Private equity funds have been growing at a fast pace in the last two to three years. According to the Gulf Venture Capital Association, close to $10 billion has been raised by Middle Eastern private equity funds in 2006 targeting investment opportunity in the region, up from $5.7 billion in 2005. This provides an alternative source of capital to family owned and private shareholding companies who seek expansion. There is also now the option of drawing on these funds for pre-IPO financing. This will give the private company a strategic focus, a diversified shareholders base, the expertise of the private equity team (smart capital), better corporate governance and compliance structure and increased likelihood of a successful IPO down the road. At least seven regional and international players have or are currently raising funds of more than $500 million. These include Investcorp, Global Investment House, Abraj Capital, Dubai International Capital, Istithmar of Dubai, Black Stone Equity Partners and Carlyle Group.

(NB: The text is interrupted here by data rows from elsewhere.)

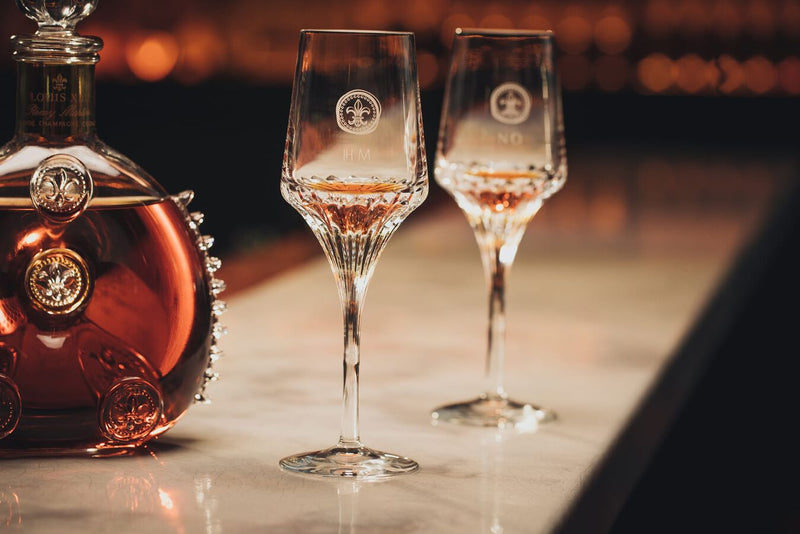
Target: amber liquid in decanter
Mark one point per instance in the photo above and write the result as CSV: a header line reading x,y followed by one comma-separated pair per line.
x,y
108,300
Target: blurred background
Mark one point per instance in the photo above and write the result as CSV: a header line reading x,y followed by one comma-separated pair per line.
x,y
661,97
681,117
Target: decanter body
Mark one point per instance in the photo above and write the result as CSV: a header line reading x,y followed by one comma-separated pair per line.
x,y
107,296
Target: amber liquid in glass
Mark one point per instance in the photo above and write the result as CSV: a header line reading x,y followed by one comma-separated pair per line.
x,y
146,316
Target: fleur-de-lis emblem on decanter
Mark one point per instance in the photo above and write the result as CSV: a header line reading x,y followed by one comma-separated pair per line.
x,y
357,112
59,82
510,103
57,282
61,189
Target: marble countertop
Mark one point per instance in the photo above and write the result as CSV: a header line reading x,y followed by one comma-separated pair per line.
x,y
594,313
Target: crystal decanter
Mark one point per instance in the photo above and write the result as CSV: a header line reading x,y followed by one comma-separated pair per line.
x,y
108,308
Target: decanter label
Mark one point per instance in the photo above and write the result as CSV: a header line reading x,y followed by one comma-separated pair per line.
x,y
10,406
358,112
61,187
130,410
510,103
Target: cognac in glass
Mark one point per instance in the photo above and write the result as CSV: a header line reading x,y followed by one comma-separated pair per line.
x,y
500,155
354,168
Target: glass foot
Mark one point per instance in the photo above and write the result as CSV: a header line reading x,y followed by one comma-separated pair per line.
x,y
494,412
359,462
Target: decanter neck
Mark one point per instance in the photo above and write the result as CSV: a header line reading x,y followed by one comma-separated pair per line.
x,y
55,101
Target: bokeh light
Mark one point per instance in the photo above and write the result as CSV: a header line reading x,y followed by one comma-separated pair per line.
x,y
427,68
152,56
691,74
760,74
612,34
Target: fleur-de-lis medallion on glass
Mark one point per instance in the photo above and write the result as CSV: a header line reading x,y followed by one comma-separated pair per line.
x,y
358,112
61,187
59,83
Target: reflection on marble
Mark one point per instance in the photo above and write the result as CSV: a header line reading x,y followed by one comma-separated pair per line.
x,y
590,327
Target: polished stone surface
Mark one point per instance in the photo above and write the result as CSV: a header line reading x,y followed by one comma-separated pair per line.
x,y
594,313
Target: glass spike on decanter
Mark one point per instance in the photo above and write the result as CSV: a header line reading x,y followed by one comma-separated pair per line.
x,y
108,299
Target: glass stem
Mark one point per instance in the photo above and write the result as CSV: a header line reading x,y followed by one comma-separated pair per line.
x,y
352,289
497,253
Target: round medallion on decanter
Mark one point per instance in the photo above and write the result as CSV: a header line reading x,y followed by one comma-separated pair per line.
x,y
109,308
57,281
61,187
130,410
10,404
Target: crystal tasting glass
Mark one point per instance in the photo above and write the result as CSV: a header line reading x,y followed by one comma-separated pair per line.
x,y
500,155
354,167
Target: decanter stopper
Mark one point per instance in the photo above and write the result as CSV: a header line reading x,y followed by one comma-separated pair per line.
x,y
55,41
57,14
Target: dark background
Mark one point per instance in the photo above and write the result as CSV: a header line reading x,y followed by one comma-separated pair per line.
x,y
696,95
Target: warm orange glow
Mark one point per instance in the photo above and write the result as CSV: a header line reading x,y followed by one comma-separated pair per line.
x,y
692,71
760,19
790,19
496,20
536,22
427,68
612,34
732,74
574,34
152,56
611,73
202,52
789,75
760,75
574,72
449,25
656,72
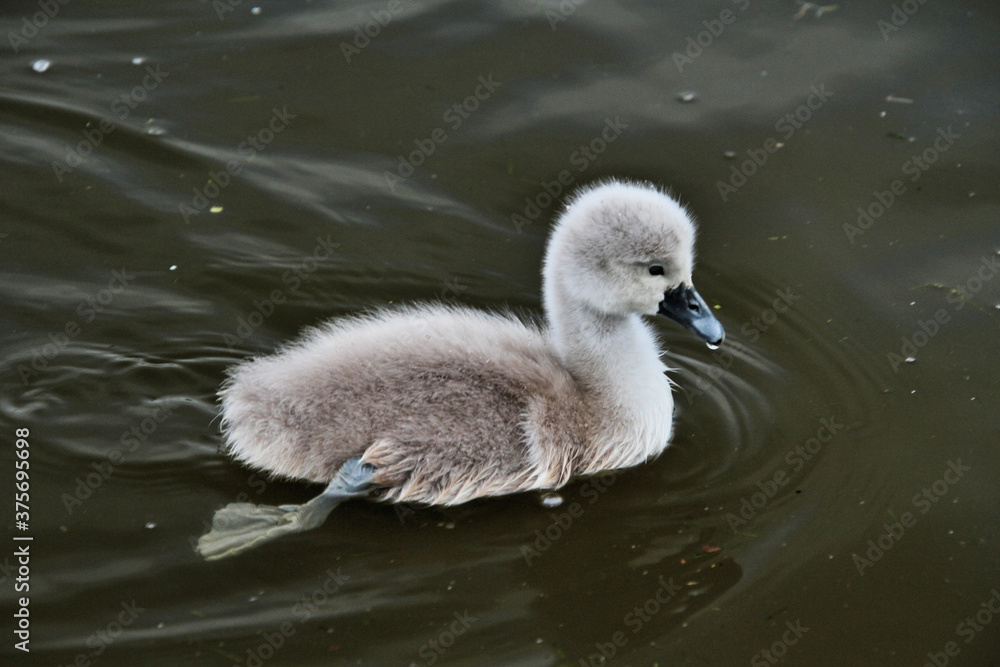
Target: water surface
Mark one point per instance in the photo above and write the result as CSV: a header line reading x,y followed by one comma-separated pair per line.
x,y
186,184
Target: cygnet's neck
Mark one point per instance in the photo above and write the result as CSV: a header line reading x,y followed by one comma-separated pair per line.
x,y
615,358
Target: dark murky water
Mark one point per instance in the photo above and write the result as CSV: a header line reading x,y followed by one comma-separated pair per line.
x,y
196,182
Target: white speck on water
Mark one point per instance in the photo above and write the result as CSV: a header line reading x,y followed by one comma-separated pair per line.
x,y
551,499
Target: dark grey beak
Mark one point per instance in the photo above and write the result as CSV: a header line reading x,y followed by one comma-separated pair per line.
x,y
685,306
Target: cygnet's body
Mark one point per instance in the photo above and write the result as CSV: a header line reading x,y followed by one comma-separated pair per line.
x,y
440,405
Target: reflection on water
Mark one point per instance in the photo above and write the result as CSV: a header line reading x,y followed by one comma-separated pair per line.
x,y
196,183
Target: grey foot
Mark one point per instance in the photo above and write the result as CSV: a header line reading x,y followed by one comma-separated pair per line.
x,y
239,527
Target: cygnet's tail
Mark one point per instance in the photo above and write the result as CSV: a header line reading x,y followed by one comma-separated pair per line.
x,y
239,527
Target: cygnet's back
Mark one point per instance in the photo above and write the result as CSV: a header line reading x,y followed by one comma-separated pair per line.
x,y
435,397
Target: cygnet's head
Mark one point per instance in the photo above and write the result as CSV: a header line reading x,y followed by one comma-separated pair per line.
x,y
622,248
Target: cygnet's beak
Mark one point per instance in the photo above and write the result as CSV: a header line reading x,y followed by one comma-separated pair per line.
x,y
685,306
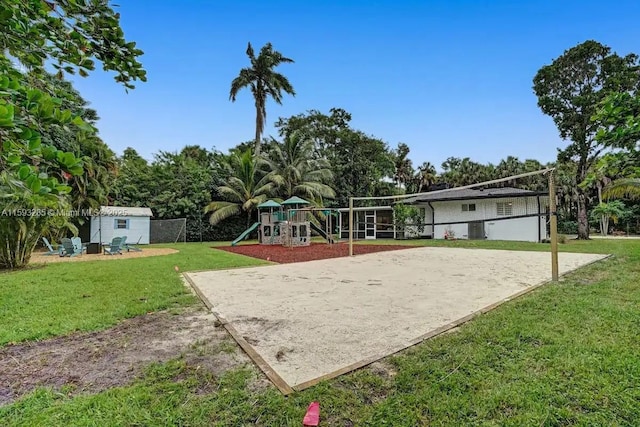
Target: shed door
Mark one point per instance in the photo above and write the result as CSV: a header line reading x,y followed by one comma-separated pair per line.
x,y
476,230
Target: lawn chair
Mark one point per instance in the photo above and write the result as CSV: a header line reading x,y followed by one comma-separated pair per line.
x,y
130,247
114,248
68,249
78,246
50,248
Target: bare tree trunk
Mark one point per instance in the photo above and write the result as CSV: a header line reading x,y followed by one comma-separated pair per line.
x,y
256,149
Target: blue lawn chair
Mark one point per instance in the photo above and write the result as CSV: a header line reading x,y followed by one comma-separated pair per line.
x,y
114,248
50,248
68,249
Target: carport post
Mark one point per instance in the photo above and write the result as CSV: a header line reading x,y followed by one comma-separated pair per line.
x,y
553,225
350,226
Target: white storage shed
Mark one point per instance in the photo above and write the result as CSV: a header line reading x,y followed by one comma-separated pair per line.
x,y
120,221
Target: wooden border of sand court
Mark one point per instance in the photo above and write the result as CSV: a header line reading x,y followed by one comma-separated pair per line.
x,y
286,389
40,258
250,351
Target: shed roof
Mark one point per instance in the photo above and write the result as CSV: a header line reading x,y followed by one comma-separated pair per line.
x,y
269,204
470,194
124,211
295,200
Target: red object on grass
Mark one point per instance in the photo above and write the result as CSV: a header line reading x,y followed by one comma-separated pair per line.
x,y
312,417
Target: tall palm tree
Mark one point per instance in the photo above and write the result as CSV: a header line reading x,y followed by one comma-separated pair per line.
x,y
264,82
623,187
296,171
249,184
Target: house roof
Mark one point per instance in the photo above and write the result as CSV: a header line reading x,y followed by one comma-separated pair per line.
x,y
470,194
124,211
295,200
269,204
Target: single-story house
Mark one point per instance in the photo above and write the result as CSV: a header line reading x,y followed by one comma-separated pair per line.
x,y
119,221
494,214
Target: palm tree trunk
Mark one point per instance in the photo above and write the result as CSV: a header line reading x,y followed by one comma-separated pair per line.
x,y
256,150
583,220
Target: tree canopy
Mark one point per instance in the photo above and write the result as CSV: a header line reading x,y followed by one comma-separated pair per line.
x,y
570,90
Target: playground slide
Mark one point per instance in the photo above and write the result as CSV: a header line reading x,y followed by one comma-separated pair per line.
x,y
245,233
321,232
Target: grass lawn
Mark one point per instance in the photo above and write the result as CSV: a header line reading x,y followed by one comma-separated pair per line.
x,y
60,298
564,354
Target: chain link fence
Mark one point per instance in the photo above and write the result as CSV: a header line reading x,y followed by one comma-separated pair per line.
x,y
168,230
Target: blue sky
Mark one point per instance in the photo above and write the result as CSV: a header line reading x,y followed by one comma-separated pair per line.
x,y
448,78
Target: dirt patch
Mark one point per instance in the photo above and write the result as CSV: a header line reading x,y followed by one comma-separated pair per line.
x,y
38,258
92,362
284,255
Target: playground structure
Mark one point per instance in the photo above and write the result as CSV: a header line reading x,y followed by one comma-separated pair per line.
x,y
288,223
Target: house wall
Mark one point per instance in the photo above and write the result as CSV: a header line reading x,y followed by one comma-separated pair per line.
x,y
137,231
412,232
496,228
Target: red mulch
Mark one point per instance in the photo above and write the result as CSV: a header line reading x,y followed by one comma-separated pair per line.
x,y
282,255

Middle East IPO activities in 2006 raised more than $8.2 billion in capital, compared to $6.5 billion in 2005 and less than $4 billion in 2004. This represented 2.7 percent of the total amount of $302 billion raised in initial public offerings worldwide last year. Out of the total 1,419 IPOs floated globally in 2006, 23 offerings were conducted in the Gulf region with a combined value of $7.5 billion, and another 17 in the other Arab countries with a total value exceeding $700 million. IPO offerings raising more than $500 million each were recorded for companies based in the UAE (du), Saudi Arabia, (Emaar Economic City, Saudi International Petrochemical Co.), Bahrain (Albaraka Banking), and Qatar (Al Rayan Bank). Most of the region’s IPO activity centered on utilities, telecom, real estate, travel, consumer goods, banking and financial services with very few in the petrochemical, oil and gas sectors.

The oversubscription value raised by the region’s new IPOs last year represent $345.6 billion or 46 times the size of the floatation. The UAE stock market witnessed the most oversubscriptions among the regional bourses with the IPO for the Dubai Financial Market being oversubscribed by 300 times, followed by Emirates Integrated Telecommunications Company (du) 167 times. The need to borrow in order to obtain a reasonable allocation in an IPO provided an important source of revenues for banks in the region but imposed a high cost to investors. Only a small fraction of the amount subscribed for has, been allocated, raising the cost of subscribing to double or triple the official floatation price. In most cases, investors rushed to sell their holdings in the first few days of trading.

Two IPOs in the region actually opened below their offer price, reversing a long trend of first day multiple jumps. These two IPOs were Saudi International Petrochemical Co. and the Saudi retailer Fawaz Alhokair.

A steady stream of initial public offerings (IPOs) are expected to come to the stock markets of the region in the months ahead, continuing the strong trend that stared in 2004. However, the boom we have seen in the region’s IPO markets in the last two years is likely to subside, and a flight to quality will take hold. As banks reduce their excessive IPO financing, estimated to have reached 70 percent of these offerings in 2005-2006, overall demand per IPO will drop and oversubscription rates are bound to fall. Equally important, the performance of the share price post its IPO date will become more realistic, and prices are less likely to double or quadruple in the first few days of trading. Going forward, the successful IPOs will be those of solid companies with good growth potential that are floated at fair prices. Subscribing to newly issued IPOs will no more be a guaranteed recipe for quick profits. On the contrary, the risk that the share price of newly listed companies will drop below their IPO price has now become a distinct possibility.